This study addresses the vulnerability of existing membership inference attacks (MIAs) on large audio language models (LALMs) to distributional shifts caused by non-semantic acoustic features—such as speaker voiceprints—between training and test data, which can lead to spuriously inflated attack performance. To mitigate this, the authors propose a multimodal blind baseline that integrates textual, spectral, and prosodic features to identify and eliminate such spurious correlations. By constructing distribution-matched datasets, they establish a more reliable auditing benchmark for LALMs. The work further reveals, for the first time, that LALM memorization exhibits cross-modal characteristics: it manifests only when a speaker’s voiceprint is bound to specific textual content. Experiments demonstrate near-perfect train/test separability (AUC ≈ 1.0) in common speech datasets and a strong correlation (r > 0.7) between standard MIA scores and blind acoustic artifacts, validating the proposed approach.
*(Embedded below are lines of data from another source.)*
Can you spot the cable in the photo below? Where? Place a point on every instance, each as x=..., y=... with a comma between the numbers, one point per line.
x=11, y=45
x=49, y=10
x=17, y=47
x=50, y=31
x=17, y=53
We present the first systematic Membership Inference Attack (MIA) evaluation of Large Audio Language Models (LALMs). As audio encodes non-semantic information, it induces severe train and test distribution shifts and can lead to spurious MIA performance. Using a multi-modal blind baseline based on textual, spectral, and prosodic features, we demonstrate that common speech datasets exhibit near-perfect train/test separability (AUC approximately 1.0) even without model inference, and the standard MIA scores strongly correlate with these blind acoustic artifacts (correlation greater than 0.7). Using this blind baseline, we identify that distribution-matched datasets enable reliable MIA evaluation without distribution shift confounds. We benchmark multiple MIA methods and conduct modality disentanglement experiments on these datasets. The results reveal that LALM memorization is cross-modal, arising only from binding a speaker's vocal identity with its text. These findings establish a principled standard for auditing LALMs beyond spurious correlations.